Lebanon has reversed its decision to grant the ICC jurisdiction to investigate war crimes on its territory, which human rights observers say would hinder accountability.

Rights groups hoped to refer Israel’s killing of Reuters photojournalist Essam Abdullah to the ICC for investigation as a war crime. (Getty)

The Lebanese government on Wednesday reversed its decision to give the International Criminal Court (ICC) jurisdiction to prosecute war crimes that have taken place on Lebanese soil since October – a move rights activists described as a blow to accountability.

Israel has carried out several attacks in Lebanon since clashes between Hezbollah and Israel began in October that observers say should be investigated as possible war crimes.

Giving the ICC jurisdiction to investigate these and other attacks could have resulted in criminal prosecution of any other officials responsible for unlawful attacks in Lebanon, Israel or otherwise.

A month earlier, on April 26, Lebanon’s interim cabinet instructed the Lebanese Foreign Ministry to submit a statement to the ICC accepting the court’s jurisdiction to investigate crimes committed in Lebanon since October 7 commit, investigate and prosecute.

The Ministry of Foreign Affairs did not implement the cabinet decree and never submitted the declaration to the ICC. The ministry did not respond to a request for comment.

On Wednesday, the Lebanese Cabinet revoked the order granting full jurisdiction to the ICC. Instead, it changed its order to the MFA to present evidence of war crimes to the UN, rather than the ICC.

The ICC is the only international legal body that can issue arrest warrants for individuals, despite neither Lebanon nor Israel being members of the court.

Ukraine has twice submitted similar declarations to the ICC, giving the court the authority to investigate alleged Russian war crimes within a certain period.

“The government has taken a historic decision that may have paved the way for accountability and justice for serious crimes committed on Lebanese territory since October 7. If they are serious about seeking justice for these crimes, they must uphold that decision,” said Ramzi Kaiss, a Lebanon-based researcher with Human Rights Watch (HRW).

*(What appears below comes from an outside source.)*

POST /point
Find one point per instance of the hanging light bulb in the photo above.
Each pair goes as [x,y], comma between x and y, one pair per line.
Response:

The new Arab.

On October 13, Israel targeted a group of journalists in southern Lebanon, seriously wounding Agence France-Presse journalist Christina Assi and killing Reuters photojournalist Essam Abdullah. Research by HRW and Amnesty International shows that Israel appears to have deliberately targeted journalists, which is a violation of international law.

On November 21, Israel killed two more journalists in southern Lebanon, Farah Omar and Rabie al-Memari, who were working with the Lebanese newspaper al-Mayadeen.

Other possible violations of international law by Israel that have been recorded by rights groups since October include the shelling of a southern Lebanese border town with white phosphorus, a drone strike that killed a woman and three children, and an airstrike which left seven paramedics dead.

“Our hope was to at least put on the international legal track all the crimes Israel committed in Lebanon. In Lebanon you have a solid basis to go to the ICC,” said Farouk al-Mughrabi, a former adviser to the Justice Ministry. human rights that helped draft the original order granting ICC jurisdiction, recounted TNA.

Al-Mughrabi added that the fact that the ICC issued arrest warrants last week against Hamas and Israeli officials, including Prime Minister Benjamin Netanyahu, gave him hope that there would be accountability for possible war crimes committed in Lebanon.

Despite the cancellation of the ICC’s grant of jurisdiction in Lebanon, activists said they would continue to explore other avenues to achieve justice for victims of unlawful attacks, such as Essam Abdullah.

“We do not consider the road closed at this time. We have the (UN) Human Rights Council, where we will continue to try to get an international commission to investigate the (murder of Essam Abdullah) and the UN Security Council, Elsy Moufarrej, the coordinator of the Lebanese Alternative Press Syndicate, told TNA.